Wenn ich unseren Lebensrhythmus beobachte, müsste die Lyrik das populärste Genre in der gegenwärtigen Literatur sein. Wo liegt nach deiner Ansicht die Barrikade, was hält Lyrik auf, ein größeres Publikum zu erreichen?
Ich halte Lyrik auch tatsächlich für die Literaturgattung der Stunde! Es liegt an uns Lyriker*innen, dieses Genre beliebter zu machen. Wir müssen unsere Gedichte einfach unter die Leute bringen, zum Beispiel dadurch, dass wir für sie brennen. Je bekannter wir werden, desto mehr Öffentlichkeit erhalten wir auch in den Mainstream-Medien und desto selbstverständlicher wird es, sich für zeitgenössische Lyrik zu interessieren und welche zu lesen. Es sollte hip werden, zu Geburtstagen und anderen Feierlichkeiten vermehrt Gedichte zu verschenken und regelmäßig auf Lyrik-Veranstaltungen zu gehen. Schüler*innen sollten sich darauf freuen, sie im Unterricht zu lesen und zu interpretieren. Zeitgenössische Poeme sollten zur Allgemeinbildung gehören.
Hat man dir schon mal vorgeworfen, dass deine Lyrik ungeschliffen ist? Wenn ja, ist es eine bewusste Entscheidung, wie viel Kontrolle hast du über deine Texte und wer liest nach deiner Wahrnehmung die Gedichte von Julia Mantel?

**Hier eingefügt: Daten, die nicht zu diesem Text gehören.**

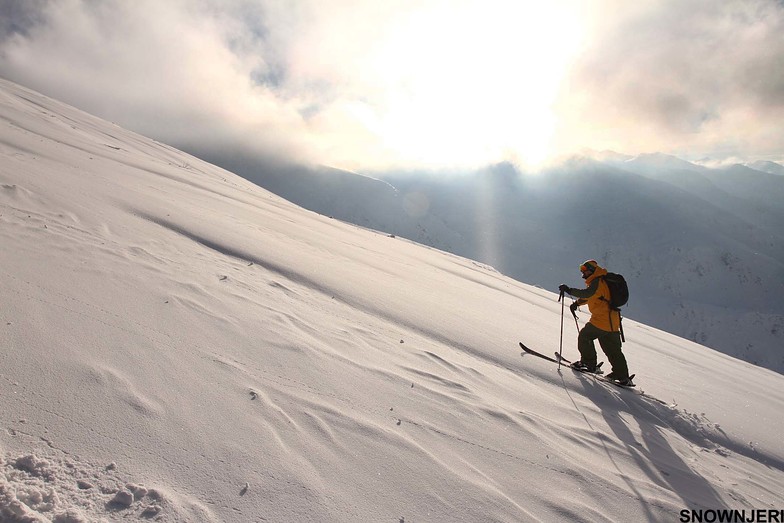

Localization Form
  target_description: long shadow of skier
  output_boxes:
[568,376,728,509]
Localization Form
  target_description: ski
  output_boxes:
[520,341,604,375]
[555,352,637,389]
[520,341,558,363]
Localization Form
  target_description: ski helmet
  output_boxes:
[580,260,599,278]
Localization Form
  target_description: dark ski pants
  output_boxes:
[577,323,629,379]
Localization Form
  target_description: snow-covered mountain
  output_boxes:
[205,152,784,372]
[0,80,784,523]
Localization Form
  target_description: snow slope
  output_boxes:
[0,81,784,523]
[208,153,784,373]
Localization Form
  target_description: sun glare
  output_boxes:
[374,1,580,169]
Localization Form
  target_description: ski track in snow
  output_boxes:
[0,78,784,523]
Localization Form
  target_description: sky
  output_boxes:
[0,75,784,523]
[0,0,784,171]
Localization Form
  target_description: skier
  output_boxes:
[558,260,631,385]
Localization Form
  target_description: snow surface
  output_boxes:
[0,81,784,523]
[207,149,784,374]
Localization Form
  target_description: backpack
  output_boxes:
[603,272,629,310]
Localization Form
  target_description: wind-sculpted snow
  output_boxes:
[0,75,784,523]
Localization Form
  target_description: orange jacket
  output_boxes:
[569,267,621,332]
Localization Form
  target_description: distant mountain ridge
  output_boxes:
[207,149,784,373]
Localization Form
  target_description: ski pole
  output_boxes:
[570,302,580,332]
[558,291,564,372]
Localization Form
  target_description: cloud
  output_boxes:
[0,0,784,169]
[559,0,784,160]
[0,0,324,164]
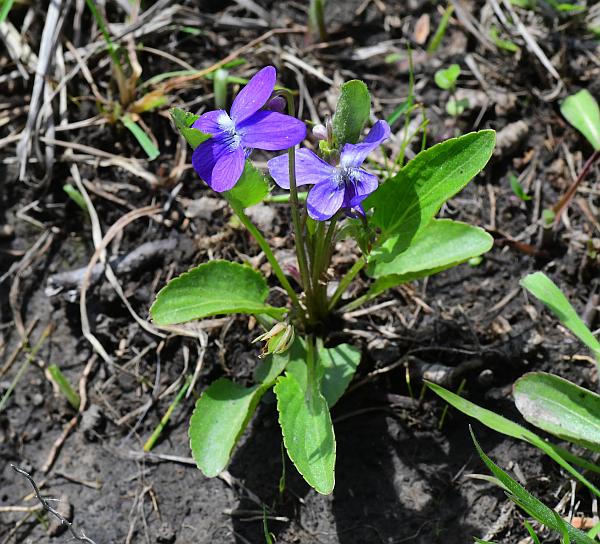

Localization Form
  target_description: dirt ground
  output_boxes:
[0,0,600,544]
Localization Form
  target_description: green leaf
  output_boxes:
[121,115,160,161]
[150,260,287,325]
[223,160,269,209]
[364,130,496,254]
[426,382,600,497]
[188,346,289,477]
[319,344,361,407]
[274,372,335,495]
[513,372,600,452]
[367,219,494,278]
[508,173,531,202]
[471,430,594,544]
[365,219,494,298]
[0,0,14,23]
[169,108,212,149]
[189,378,261,477]
[48,365,81,410]
[446,98,469,117]
[560,89,600,151]
[523,520,541,544]
[63,183,88,209]
[333,79,371,149]
[287,344,361,408]
[433,64,460,90]
[520,272,600,361]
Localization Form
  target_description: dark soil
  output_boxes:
[0,0,600,544]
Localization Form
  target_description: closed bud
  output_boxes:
[253,322,296,358]
[313,125,328,140]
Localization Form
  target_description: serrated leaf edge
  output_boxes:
[273,372,337,495]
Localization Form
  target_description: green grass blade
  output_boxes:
[48,365,81,410]
[121,115,160,161]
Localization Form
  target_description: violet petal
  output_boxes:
[340,121,390,167]
[344,168,379,208]
[306,177,346,221]
[231,66,277,124]
[192,139,245,193]
[237,111,306,151]
[267,148,336,189]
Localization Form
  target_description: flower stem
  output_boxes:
[329,255,367,311]
[306,334,320,395]
[284,92,312,314]
[312,217,337,322]
[228,201,303,315]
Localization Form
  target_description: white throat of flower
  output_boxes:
[217,112,242,151]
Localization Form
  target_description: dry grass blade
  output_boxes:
[71,164,165,338]
[17,0,71,181]
[79,206,162,365]
[502,0,561,81]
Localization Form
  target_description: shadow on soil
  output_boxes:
[230,384,480,544]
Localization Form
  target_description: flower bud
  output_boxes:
[252,323,296,359]
[313,125,328,140]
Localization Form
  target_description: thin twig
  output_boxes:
[553,150,600,221]
[10,464,96,544]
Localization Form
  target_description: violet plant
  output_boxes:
[150,66,495,494]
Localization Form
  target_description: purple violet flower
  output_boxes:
[192,66,306,193]
[267,121,390,221]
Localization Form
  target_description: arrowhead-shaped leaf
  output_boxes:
[364,130,496,253]
[513,372,600,452]
[150,260,287,325]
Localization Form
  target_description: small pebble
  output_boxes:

Meistens lasse ich alles fließen. Man muss beim Schreiben den Punkt erreichen, dass man sich in die Sprache und den Sprachfluss fallen lassen kann. Irgendwann vertraut man auch immer selbstverständlicher darauf. Meine Gedichte sind nicht wirklich ungeschliffen: bevor sie veröffentlicht werden, wird ja zum Beispiel ein paar Mal auf sie drauf geguckt.
Meine Gedichte sind tatsächlich bei Frauen sehr beliebt, da ich ja auch immer wieder einen sehr feministischen Ton anschlage.

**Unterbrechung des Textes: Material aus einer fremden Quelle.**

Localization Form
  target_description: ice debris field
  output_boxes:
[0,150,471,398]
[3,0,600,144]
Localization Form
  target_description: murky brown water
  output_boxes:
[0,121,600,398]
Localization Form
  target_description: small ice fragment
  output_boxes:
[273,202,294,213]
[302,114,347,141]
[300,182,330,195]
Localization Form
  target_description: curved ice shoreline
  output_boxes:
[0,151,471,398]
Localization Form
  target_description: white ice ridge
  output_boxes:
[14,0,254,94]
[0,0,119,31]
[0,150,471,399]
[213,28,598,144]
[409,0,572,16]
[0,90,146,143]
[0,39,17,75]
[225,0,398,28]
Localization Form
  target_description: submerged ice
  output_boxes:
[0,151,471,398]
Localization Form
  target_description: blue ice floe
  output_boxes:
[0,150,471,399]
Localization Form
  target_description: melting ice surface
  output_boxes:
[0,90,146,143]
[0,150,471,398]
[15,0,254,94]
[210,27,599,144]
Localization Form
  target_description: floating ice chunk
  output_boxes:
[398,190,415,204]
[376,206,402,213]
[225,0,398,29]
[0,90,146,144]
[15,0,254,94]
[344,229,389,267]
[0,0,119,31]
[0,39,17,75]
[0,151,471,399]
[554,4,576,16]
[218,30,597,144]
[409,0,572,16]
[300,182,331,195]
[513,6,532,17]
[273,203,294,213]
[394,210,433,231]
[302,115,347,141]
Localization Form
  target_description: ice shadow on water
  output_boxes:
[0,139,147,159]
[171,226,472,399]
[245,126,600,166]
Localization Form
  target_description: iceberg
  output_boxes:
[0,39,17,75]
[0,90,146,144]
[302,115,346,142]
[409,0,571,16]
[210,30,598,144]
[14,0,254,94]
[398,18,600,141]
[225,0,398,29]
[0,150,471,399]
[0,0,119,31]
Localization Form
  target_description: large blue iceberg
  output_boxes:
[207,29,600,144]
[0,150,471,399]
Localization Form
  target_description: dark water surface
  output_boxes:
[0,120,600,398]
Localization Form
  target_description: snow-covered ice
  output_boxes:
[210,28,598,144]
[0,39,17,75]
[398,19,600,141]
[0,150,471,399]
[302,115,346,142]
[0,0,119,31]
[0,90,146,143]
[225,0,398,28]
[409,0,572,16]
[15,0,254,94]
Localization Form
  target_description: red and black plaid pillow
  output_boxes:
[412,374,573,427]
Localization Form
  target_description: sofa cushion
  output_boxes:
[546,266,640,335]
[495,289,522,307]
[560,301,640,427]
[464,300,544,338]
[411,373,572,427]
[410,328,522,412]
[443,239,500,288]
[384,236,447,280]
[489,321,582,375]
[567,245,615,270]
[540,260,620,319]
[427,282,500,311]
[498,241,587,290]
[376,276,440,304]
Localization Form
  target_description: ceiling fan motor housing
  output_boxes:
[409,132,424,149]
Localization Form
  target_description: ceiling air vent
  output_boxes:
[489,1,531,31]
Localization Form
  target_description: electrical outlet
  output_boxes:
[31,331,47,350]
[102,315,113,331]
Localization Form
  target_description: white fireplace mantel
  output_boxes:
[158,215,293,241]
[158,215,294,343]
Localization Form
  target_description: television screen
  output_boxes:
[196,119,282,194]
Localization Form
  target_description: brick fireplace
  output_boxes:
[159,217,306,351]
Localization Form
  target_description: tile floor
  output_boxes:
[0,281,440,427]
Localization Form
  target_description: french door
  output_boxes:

Hattest Du Vorbilder, Lyriker*innen, die Dich begeistert haben?
Mein erster umfassenderer Kontakt zur Lyrik war ein Buch, das mir meine Mutter zu meinem 16. Geburtstag geschenkt hatte: Es handelte sich damals um die Gesammelten Werke von Else Lasker-Schüler. Davon war ich wirklich ziemlich geflasht. Auch ihre Lebensgeschichte hat mich ziemlich umgehauen, als ich mich begann für sie zu interessieren. Allerdings habe ich zu dieser Zeit das Leben dieser Ausnahme-Lyrikerin ziemlich romantisiert: Ihre Beziehung zu Gottfried Benn usw. Sicherlich hat sie in Wahrheit ein super anstrengendes Leben geführt: Sie war ja zum Beispiel chronisch pleite und verarmt, wie in ihren vielen Briefen unschwer nachzulesen ist. Das überstieg als0 doch sehr den Horizont der behüteten Teenagerin aus gutbürgerlichem Hause Ende der Achtziger, Anfang der Neunziger.

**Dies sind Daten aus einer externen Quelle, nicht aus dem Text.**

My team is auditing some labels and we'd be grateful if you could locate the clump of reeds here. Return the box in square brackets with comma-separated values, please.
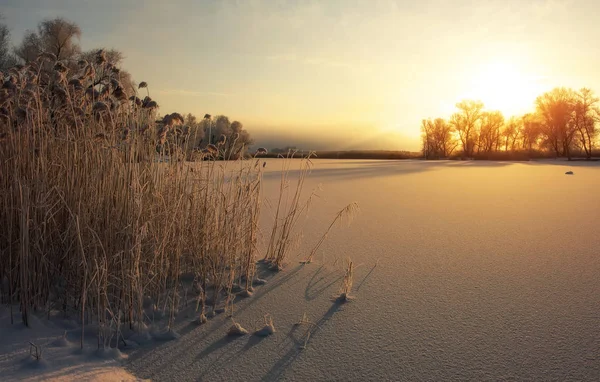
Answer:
[0, 52, 276, 348]
[263, 151, 315, 270]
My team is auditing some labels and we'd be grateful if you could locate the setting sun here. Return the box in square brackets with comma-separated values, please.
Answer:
[466, 60, 542, 116]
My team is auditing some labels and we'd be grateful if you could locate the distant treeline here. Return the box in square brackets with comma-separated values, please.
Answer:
[421, 88, 600, 160]
[261, 147, 423, 159]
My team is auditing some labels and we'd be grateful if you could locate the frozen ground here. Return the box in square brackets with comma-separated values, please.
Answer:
[0, 160, 600, 381]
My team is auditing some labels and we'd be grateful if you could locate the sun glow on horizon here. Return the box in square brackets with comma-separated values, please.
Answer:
[463, 60, 544, 117]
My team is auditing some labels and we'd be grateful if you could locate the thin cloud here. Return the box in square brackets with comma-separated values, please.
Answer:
[157, 89, 233, 97]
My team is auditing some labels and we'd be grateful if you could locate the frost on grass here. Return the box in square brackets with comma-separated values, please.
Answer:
[336, 259, 354, 302]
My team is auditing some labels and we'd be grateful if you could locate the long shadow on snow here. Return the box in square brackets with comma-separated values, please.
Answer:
[261, 301, 343, 382]
[304, 265, 343, 301]
[126, 264, 303, 378]
[263, 160, 529, 180]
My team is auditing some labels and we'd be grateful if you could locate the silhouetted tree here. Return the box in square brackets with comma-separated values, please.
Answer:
[574, 88, 600, 159]
[78, 49, 136, 96]
[15, 17, 81, 62]
[477, 111, 504, 154]
[450, 100, 483, 157]
[536, 88, 577, 159]
[0, 13, 17, 71]
[421, 118, 458, 159]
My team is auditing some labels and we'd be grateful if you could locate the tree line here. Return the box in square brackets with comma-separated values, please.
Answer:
[0, 14, 253, 159]
[421, 87, 600, 159]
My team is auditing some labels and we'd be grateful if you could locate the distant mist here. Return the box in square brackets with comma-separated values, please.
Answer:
[247, 125, 419, 151]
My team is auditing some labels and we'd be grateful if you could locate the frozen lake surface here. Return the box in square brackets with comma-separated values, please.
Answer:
[128, 160, 600, 381]
[0, 159, 600, 381]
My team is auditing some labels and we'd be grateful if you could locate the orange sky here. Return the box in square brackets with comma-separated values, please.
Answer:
[0, 0, 600, 150]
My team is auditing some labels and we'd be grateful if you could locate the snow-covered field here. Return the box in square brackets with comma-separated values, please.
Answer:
[0, 160, 600, 381]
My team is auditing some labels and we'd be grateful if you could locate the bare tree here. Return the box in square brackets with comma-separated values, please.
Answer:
[450, 100, 483, 157]
[477, 111, 504, 153]
[15, 17, 81, 62]
[536, 88, 577, 159]
[421, 118, 458, 159]
[79, 49, 137, 96]
[574, 88, 600, 159]
[0, 13, 16, 70]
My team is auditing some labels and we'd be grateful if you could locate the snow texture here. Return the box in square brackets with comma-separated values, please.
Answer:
[0, 160, 600, 381]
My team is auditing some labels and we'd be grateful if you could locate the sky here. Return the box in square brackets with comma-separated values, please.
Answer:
[0, 0, 600, 151]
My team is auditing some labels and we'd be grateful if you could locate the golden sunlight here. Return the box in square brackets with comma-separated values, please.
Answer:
[466, 61, 542, 117]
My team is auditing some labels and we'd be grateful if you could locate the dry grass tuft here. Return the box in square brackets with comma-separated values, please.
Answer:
[227, 318, 248, 336]
[302, 202, 360, 264]
[337, 259, 354, 302]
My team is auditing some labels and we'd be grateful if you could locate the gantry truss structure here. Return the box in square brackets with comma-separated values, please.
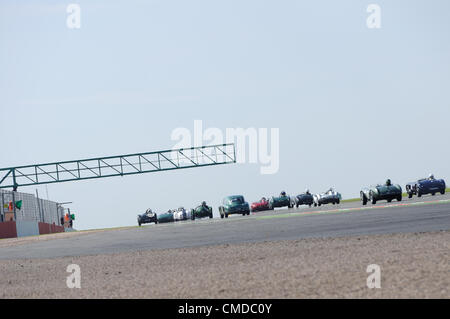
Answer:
[0, 144, 236, 191]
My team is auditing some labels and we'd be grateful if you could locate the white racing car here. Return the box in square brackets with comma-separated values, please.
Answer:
[173, 207, 191, 221]
[314, 188, 342, 206]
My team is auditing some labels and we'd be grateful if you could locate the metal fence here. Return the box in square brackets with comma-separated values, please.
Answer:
[0, 189, 64, 225]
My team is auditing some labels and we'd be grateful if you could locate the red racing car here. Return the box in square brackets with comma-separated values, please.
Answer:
[250, 197, 270, 212]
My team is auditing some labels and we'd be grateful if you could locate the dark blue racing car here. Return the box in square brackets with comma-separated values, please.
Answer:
[406, 174, 446, 198]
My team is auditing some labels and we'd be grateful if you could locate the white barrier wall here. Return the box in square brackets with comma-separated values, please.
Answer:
[16, 220, 39, 237]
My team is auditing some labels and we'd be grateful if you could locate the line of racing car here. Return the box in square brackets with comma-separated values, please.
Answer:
[137, 174, 446, 226]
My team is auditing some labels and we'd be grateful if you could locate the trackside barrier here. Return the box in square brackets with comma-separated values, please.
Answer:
[0, 221, 64, 239]
[0, 222, 17, 238]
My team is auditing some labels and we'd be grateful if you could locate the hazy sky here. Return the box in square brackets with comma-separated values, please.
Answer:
[0, 0, 450, 229]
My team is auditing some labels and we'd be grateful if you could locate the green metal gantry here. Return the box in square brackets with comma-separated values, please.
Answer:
[0, 144, 236, 191]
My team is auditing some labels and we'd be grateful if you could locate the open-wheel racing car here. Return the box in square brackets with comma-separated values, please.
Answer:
[406, 174, 446, 198]
[173, 207, 191, 221]
[294, 189, 314, 208]
[313, 188, 342, 207]
[219, 195, 250, 218]
[250, 197, 273, 212]
[269, 191, 294, 209]
[191, 202, 213, 220]
[360, 179, 403, 205]
[138, 208, 158, 226]
[158, 209, 175, 223]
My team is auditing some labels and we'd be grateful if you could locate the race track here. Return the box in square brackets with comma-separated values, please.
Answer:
[0, 194, 450, 260]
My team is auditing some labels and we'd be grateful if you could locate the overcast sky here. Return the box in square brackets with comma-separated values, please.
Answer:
[0, 0, 450, 229]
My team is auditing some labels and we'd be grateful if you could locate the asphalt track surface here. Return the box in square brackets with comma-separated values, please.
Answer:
[0, 193, 450, 260]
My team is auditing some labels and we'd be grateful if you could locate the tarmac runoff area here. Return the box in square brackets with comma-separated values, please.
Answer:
[0, 195, 450, 298]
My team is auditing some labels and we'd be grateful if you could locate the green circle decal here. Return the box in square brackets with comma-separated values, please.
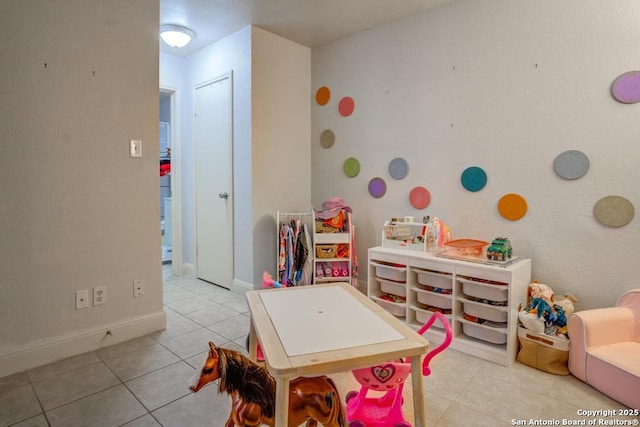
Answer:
[342, 157, 360, 178]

Möchtest du noch den yourbookshop-Leser*innen was sagen?
Wenn man den Wunsch verspürt, sich lyrisch auszudrücken, dann sollte man einfach diesem Impuls folgen und an der Sprache dranbleiben. Sich mit Lyrik zu beschäftigen und welche zu schreiben, macht das Leben definitiv um ein Vielfaches reicher …
Liebe Julia, herzlichen Dank für das Gespräch.